Swiss bank secrecy is no longer a protection. Between them the OECD, a rich-country club, and the EU are insisting on a voluntary exchange of information that makes banks declare each account automatically to the relevant tax authority. America has dished out hefty fines, too, and forced lenders to hand over names, a once-unthinkable breach of client trust.

To make things worse, in February a narrowly-won referendum calling for quotas on immigration has clouded negotiations on Switzerland’s continued access to EU markets. Swiss banks, though rapidly expanding their client base in Asia, still rely on Europe for around 35% of foreign client money. In an effort to keep up with EU regulation, a new draft Swiss financial-services law outlaws commissions linked to the sale of financial products. That is a severe blow to bankers and financial advisers who have lived off incentives to sell certain products and the churning of unwary clients’ portfolios.

Amid this turmoil, new patterns are emerging, and hopes of salvation. Size and reach matter more than ever. UBS and Credit Suisse, the big two, together added SFr100 billion ($108 billion) to their private-banking assets in 2013. Bank Julius Bär, the fourth-biggest, has gambled on Asia, buying the non-American operations of Merrill Lynch in 2012. Now Asia accounts for a quarter of its assets under management.

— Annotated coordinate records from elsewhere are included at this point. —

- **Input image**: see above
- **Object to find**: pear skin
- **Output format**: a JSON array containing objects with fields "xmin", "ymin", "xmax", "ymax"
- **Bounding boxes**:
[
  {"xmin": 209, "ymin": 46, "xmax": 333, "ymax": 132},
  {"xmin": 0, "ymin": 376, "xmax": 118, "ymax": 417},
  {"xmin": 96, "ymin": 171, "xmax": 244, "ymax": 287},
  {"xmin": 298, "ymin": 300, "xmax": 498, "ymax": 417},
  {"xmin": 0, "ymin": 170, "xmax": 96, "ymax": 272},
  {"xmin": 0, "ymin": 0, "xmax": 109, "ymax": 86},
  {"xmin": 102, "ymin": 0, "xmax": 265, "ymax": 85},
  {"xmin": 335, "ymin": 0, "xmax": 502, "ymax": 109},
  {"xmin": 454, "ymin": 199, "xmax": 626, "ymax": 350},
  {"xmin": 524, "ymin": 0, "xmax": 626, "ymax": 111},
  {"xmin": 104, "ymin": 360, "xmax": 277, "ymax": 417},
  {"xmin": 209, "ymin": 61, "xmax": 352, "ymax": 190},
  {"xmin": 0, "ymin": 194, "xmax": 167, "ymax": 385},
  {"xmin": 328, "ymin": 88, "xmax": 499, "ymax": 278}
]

More broadly, Zurich hopes to reinvent itself as a handler of money for institutions rather than individuals.

Such asset management is more transparent than private banking and less prone to attracting dodgy clients. Some banks are ahead of the curve. Vontobel is as much an asset manager as a private bank: two-thirds of its business is institutional. Raiffeisenbank last year started buying asset-management boutiques to diversify from its local mortgage-lending business. The core of the new operation, Notenstein, was the non-American business of Wegelin, which closed down after running afoul of American regulators in 2012.

Unless a private banker or asset manager stays very Swiss and very small he will need access to clients in the EU. It looks increasingly as though that will mean having a presence in Germany or London. Bär and Vontobel have licensed banks in Germany. Pictet and Lombard Odier have big operations in London. Credit Suisse, rather counter-intuitively, recently sold its private bank in Germany and a chunk of its asset-management operations. Many wonder if its high-rolling investment bank wouldn’t have been a more suitable unit to flog.

Boris Collardi, chief executive of Julius Bär, sees virtue in what he callspure-play private banking. Bär spun off its asset-management division in 2009. He reckons that the Swiss are still recognised as the best in the world at private banking, in terms of service and knowledge of tax laws in many jurisdictions. Zeno Staub, his counterpart at Vontobel, sees service and performance as two pillars of private banking, with stability or Swissness as the third. But “Swissness is only an add-on,” he says, “it’s not the key any more.”